There were a lot of decent actors in it, decently acting, a lot of disco music through it, but maybe that was part of what bothered me — there were several running jokes in it that kept being run with, to the point where, for me, it was like “Yes, I get it. Commander Lewis loves disco. I got it.” Sean Bean was sort of inexplicably present in it as a mission commander, but without much to do beyond grimacing craggily and being part of a “Lord of the Rings” gag at one point within it that I found mildly entertaining.
The setting of Mars itself was fairly well done, but there was just something missing in it for me that had me finding it entertaining without being fully compelling. I think maybe because I had no doubt that the hero would, in fact, be rescued, there was a lack of drama for me, there. Also perhaps the “world is watching” kind of vibe took the story away from Damon’s survival plight and pushed it worldwide, which diminished his particular story in favor of that larger narrative.

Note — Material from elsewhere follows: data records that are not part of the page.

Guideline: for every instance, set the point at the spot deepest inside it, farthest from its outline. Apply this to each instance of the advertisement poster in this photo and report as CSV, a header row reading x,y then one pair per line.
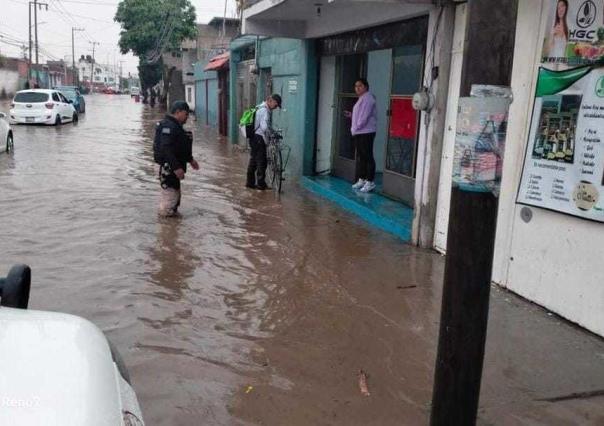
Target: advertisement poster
x,y
480,143
574,34
564,161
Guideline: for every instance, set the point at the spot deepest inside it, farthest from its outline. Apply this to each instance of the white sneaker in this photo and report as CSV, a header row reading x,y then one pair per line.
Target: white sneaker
x,y
359,184
368,187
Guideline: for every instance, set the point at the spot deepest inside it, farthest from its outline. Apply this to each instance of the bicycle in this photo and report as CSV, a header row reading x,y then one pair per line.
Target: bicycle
x,y
275,162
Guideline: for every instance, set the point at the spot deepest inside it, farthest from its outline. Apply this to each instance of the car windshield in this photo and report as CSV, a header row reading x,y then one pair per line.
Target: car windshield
x,y
69,94
31,97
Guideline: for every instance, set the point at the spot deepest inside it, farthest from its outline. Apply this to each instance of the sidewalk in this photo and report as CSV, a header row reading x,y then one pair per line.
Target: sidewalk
x,y
341,296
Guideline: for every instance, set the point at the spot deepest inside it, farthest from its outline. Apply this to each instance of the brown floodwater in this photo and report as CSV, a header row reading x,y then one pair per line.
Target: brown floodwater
x,y
251,309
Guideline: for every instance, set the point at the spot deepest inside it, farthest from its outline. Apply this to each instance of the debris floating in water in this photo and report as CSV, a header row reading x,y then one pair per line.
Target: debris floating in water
x,y
363,383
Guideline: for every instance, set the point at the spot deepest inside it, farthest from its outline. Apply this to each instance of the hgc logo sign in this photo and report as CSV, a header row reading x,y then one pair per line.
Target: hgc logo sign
x,y
585,22
586,15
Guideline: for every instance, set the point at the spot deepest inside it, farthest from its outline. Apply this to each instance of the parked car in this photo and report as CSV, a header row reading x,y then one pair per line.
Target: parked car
x,y
41,106
6,135
73,94
58,369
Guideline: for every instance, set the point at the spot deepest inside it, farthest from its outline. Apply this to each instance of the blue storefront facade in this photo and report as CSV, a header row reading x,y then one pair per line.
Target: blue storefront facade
x,y
287,67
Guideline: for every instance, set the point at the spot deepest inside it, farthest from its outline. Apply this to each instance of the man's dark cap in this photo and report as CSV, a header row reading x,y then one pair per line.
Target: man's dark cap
x,y
277,99
180,106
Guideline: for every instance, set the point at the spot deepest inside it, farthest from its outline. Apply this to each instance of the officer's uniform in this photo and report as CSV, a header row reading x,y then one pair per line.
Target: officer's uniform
x,y
172,150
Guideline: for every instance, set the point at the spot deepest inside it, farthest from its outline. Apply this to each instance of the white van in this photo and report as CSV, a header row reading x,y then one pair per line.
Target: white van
x,y
41,106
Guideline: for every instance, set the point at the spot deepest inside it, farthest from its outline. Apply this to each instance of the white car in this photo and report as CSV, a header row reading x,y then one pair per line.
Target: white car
x,y
41,106
6,135
58,369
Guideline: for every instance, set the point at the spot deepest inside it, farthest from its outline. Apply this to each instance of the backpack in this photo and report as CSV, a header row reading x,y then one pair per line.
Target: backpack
x,y
247,122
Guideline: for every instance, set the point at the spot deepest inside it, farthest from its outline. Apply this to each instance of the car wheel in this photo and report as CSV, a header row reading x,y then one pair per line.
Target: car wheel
x,y
10,144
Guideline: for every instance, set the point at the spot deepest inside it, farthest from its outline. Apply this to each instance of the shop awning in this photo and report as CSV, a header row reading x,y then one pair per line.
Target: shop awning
x,y
218,62
308,19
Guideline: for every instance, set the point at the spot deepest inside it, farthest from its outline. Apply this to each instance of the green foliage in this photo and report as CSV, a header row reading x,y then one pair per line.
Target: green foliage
x,y
154,25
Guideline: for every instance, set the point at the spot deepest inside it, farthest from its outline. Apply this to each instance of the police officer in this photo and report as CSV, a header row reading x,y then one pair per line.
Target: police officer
x,y
172,150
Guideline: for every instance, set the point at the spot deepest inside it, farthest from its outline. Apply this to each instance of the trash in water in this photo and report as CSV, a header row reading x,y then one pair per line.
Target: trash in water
x,y
363,383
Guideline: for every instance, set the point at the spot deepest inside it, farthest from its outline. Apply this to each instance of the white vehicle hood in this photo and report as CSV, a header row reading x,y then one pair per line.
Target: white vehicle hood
x,y
55,369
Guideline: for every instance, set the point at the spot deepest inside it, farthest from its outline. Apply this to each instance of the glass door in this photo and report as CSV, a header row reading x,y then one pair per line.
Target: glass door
x,y
401,146
349,69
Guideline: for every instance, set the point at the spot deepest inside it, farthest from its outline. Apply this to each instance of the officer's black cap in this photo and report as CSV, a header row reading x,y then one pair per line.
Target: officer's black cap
x,y
180,106
277,99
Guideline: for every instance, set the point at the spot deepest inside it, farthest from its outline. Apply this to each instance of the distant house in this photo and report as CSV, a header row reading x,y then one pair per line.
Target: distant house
x,y
96,75
211,72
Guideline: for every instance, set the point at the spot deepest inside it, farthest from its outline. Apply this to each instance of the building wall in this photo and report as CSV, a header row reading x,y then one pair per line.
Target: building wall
x,y
553,260
190,95
9,82
206,116
293,67
446,170
325,125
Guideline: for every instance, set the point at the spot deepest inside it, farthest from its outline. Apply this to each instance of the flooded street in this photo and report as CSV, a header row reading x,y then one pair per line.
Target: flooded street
x,y
251,309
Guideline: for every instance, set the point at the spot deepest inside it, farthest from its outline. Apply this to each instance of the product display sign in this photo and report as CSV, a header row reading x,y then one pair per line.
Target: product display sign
x,y
575,32
564,160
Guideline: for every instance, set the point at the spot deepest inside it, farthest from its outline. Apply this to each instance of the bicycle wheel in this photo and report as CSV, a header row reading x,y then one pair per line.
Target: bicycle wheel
x,y
270,166
278,165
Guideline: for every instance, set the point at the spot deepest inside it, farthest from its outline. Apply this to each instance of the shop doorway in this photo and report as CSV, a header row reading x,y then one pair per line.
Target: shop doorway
x,y
348,68
403,127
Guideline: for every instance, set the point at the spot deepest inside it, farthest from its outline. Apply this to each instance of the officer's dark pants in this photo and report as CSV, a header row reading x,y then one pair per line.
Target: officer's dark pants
x,y
170,191
365,163
256,170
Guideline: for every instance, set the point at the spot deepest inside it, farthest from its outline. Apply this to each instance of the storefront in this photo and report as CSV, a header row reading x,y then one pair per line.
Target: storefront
x,y
392,58
401,49
550,223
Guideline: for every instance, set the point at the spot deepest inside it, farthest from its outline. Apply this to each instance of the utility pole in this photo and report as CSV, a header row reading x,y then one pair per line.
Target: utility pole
x,y
121,73
488,56
73,68
29,67
36,6
94,43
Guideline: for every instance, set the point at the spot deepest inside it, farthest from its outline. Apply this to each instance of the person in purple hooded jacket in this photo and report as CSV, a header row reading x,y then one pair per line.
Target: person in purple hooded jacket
x,y
364,122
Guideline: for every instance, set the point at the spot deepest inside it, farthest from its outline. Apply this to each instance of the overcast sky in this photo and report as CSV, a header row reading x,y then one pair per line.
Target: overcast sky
x,y
96,16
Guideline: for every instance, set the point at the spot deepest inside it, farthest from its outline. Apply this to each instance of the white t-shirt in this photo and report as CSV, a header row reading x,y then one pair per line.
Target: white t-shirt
x,y
261,124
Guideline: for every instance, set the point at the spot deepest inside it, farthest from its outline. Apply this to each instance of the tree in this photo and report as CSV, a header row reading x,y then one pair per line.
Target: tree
x,y
151,28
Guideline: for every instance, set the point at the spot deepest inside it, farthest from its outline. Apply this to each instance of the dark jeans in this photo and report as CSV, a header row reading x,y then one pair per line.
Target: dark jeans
x,y
256,170
365,167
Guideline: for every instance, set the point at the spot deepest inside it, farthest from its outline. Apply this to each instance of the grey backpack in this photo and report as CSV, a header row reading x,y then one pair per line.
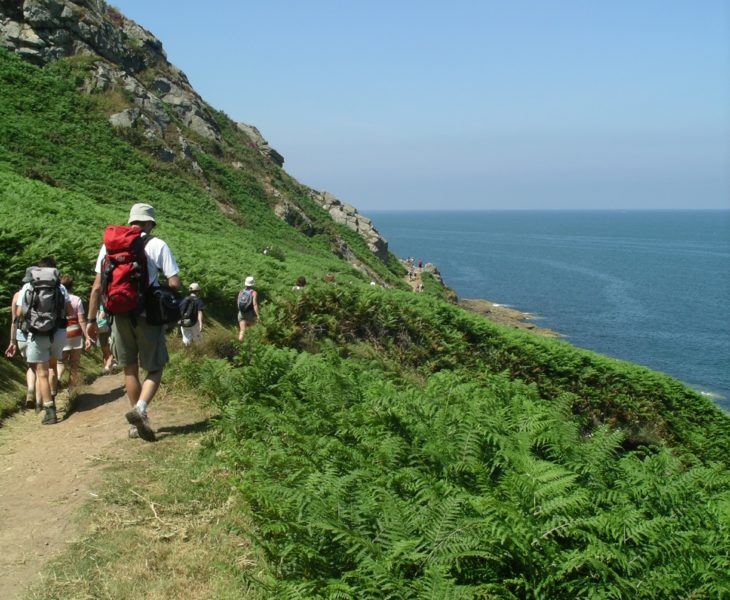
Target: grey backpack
x,y
45,304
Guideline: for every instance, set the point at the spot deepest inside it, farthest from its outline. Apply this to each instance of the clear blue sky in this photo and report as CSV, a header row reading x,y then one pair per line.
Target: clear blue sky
x,y
417,104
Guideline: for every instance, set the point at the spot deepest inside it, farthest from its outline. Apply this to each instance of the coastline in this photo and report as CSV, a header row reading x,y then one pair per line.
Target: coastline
x,y
504,315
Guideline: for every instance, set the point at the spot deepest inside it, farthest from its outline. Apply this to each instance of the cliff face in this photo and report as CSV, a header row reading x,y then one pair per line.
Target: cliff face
x,y
150,96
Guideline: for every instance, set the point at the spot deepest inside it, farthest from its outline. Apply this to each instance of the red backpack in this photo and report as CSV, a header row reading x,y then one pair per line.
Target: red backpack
x,y
124,276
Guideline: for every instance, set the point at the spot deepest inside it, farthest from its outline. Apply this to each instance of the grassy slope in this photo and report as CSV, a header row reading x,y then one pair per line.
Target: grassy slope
x,y
64,174
393,405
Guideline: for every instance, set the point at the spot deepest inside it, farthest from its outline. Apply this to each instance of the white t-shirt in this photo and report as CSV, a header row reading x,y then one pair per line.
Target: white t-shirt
x,y
159,260
27,287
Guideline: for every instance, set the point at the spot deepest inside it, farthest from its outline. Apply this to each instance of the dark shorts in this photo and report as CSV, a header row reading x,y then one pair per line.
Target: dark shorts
x,y
247,315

Things I liked about it: it was definitely full of science and math, and that was nice to see, in a cultural sense, as we watch America slide on those fronts. There was no way the hero (or anybody else) was going to be able to pray his way out of his situation; only science could save him, from start to finish. It’s nice to see that unabashedly present in a mainstream cinematic release.
The curious emphasis on the Chinese at a key point was sort of jarring — it made me think there was some adroit marketing in place, throwing some thing in there in hopes of having international success by tipping the hat to the Chinese (as the future world superpower, there’s perhaps a sense of a torch being passed from America to them, including through NASA, at least in this movie).
While the story is fashioned as a science fiction story, it’s more science fiction than Science Fiction, in a way. It’s a fictional story with science in it, versus being a SF story. And it’s interesting how we’ve slid as a species in our dreams of the stars that the grand vistas of space give way to a survival narrative on a nearby planet.
“Apollo 13” compelled because it was about a real situation that was unbelievably tense. “Castaway” worked (perhaps to a lesser extent) because of the very close focus on the Tom Hanks character, that sense of marooning and his incredible loneliness. By fusing the two concepts into one, however, “The Martian” loses some key elements of its source material, and while it exuberantly cruises through its plot, it didn’t quite nail it for me.
I liked it, but wasn’t blown away by it. I wanted to like it more than I actually did. Some movies I see, I’m happy to see again and again; “The Martian” is one I saw, and only need to see once.